Kitted out with lighting and sound grids, a large industrial roller door, functioning trap doors, balconies, and seating blocks which can be moved into virtually any position, Studio 77 knows few limits for new creative experiences. Its unique structure and versatility encourages different experiences for both performers and audiences.
Studio 77’s primary function is the use by theatre students to support production work in 200 and 300 level courses and by students completing their Master’s. Students are able to learn skills in production, script writing, lighting/sound, set design and directing.
The vision for Studio 77 was to create not just a theatre where students could perform, but also a space where their creativity can be set free and their experimentation encouraged. The versatility of the space allows students to do just that, and, no doubt, numerous unique and wonderful performances have taken place inside the studio.
For former theatre student, Ophelia Wass, Studio 77 is a “Giant Black Box of Experimentation” and is a space where she can experiment fully as herself.
“In Studio 77 I have sung an Italian aria, under a spotlight, while wearing sunglasses. In Studio 77 I have hung from the rafters dressed as a ghost.
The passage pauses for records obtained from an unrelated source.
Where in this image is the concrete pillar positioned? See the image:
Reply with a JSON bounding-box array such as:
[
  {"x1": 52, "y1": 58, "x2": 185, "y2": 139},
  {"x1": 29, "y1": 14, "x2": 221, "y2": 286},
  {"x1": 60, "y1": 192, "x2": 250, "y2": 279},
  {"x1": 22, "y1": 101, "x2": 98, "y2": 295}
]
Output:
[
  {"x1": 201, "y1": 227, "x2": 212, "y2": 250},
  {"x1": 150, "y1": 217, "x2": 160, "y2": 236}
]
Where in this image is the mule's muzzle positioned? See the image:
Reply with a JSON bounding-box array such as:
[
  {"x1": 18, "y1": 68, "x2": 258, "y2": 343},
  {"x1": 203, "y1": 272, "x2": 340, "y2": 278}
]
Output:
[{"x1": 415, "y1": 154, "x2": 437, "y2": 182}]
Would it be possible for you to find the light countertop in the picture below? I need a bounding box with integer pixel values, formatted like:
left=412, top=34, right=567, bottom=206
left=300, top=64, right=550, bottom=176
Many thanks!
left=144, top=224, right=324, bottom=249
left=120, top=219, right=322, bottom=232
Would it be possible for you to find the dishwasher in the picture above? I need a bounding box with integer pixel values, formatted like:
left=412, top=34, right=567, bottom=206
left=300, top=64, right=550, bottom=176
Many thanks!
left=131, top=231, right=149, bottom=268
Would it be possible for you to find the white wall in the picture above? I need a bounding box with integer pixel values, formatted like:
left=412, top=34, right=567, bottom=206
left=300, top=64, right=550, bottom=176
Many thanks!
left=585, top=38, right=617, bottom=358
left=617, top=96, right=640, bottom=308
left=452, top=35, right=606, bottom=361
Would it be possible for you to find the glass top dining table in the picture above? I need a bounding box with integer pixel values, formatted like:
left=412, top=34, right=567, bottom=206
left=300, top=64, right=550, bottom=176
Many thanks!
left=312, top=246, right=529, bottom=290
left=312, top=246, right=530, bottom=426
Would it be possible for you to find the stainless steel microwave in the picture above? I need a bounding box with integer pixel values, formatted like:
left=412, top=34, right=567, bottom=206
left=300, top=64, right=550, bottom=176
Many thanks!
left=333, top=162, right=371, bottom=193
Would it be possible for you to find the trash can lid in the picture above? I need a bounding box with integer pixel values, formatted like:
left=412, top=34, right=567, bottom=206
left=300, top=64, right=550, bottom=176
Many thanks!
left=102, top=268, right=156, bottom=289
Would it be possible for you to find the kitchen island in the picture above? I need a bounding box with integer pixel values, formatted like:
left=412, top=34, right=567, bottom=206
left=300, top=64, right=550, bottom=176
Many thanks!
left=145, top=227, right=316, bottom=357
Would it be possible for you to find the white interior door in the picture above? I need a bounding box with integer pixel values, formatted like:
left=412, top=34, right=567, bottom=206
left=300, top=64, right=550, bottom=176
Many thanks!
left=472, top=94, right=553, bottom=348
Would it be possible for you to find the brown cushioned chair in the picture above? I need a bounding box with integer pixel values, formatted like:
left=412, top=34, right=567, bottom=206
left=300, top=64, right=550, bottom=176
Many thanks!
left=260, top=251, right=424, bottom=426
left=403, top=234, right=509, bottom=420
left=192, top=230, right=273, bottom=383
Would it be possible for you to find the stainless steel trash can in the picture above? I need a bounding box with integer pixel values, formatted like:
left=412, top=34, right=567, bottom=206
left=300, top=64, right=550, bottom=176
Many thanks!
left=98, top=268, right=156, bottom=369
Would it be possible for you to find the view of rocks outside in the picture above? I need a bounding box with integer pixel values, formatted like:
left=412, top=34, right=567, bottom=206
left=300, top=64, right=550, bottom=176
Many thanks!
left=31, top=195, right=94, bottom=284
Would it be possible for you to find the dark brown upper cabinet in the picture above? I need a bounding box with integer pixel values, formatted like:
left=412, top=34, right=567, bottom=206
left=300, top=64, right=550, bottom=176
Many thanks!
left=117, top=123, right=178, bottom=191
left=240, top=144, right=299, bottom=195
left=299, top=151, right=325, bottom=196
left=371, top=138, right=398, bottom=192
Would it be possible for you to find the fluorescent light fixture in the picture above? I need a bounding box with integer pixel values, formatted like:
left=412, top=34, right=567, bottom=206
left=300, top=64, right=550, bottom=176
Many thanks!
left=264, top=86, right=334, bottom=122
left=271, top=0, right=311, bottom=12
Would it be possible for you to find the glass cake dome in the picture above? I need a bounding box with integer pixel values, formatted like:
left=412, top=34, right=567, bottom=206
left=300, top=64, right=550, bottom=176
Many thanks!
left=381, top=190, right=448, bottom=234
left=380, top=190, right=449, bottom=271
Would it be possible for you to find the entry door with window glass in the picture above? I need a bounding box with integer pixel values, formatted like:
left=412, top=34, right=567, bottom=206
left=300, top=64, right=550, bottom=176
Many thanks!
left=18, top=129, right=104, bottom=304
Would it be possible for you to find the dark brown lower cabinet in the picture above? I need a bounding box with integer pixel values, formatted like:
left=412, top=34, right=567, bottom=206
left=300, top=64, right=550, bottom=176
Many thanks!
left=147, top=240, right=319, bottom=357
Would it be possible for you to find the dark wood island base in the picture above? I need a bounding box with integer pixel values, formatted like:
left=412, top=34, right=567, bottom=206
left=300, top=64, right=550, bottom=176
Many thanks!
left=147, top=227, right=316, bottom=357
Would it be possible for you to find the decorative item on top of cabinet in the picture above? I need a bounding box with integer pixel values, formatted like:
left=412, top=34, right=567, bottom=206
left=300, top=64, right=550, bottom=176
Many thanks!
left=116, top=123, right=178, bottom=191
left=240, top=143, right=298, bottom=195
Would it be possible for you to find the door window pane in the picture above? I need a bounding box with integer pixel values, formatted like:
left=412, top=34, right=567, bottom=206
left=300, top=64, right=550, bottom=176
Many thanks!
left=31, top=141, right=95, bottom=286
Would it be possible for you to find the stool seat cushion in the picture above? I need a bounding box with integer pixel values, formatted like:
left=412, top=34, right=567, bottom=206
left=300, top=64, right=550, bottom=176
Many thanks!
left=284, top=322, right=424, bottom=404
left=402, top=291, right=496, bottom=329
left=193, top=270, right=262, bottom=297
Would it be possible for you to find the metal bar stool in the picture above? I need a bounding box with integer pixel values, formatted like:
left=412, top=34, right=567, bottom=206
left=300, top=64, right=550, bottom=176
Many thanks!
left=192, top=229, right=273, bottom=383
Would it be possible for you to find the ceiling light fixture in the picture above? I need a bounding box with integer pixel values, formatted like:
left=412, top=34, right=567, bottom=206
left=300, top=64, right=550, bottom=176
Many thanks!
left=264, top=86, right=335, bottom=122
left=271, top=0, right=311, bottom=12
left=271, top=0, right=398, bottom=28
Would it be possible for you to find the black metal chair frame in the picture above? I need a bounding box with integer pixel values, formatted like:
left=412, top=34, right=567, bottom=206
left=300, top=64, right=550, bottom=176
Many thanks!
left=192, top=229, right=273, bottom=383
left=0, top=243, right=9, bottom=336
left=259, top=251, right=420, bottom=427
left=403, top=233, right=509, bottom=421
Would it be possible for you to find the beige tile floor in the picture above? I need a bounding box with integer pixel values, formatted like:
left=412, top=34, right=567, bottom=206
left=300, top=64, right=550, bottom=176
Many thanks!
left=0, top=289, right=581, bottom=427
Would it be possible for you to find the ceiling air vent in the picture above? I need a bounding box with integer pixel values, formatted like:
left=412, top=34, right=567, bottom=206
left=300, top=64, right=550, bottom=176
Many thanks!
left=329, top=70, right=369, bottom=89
In Studio 77 I have lain on the floor and pretended to be the colour purple. Where else in the university would you find such a rich range of experiences?”
There is no doubt that Studio 77 is warmly remembered by those who have used it. Its atmosphere and ability to provide staff, students and spectators with unique experiences are what makes the space so special.
The only drawback might be its somewhat hidden location. However, Associate Professor in Theatre, David O’Donnell, says, “The location can be hard to find, but I don’t necessarily think that’s a disadvantage. It can be seen as quite desirable to be slightly secret because if you know where it is, then you’re in the know”.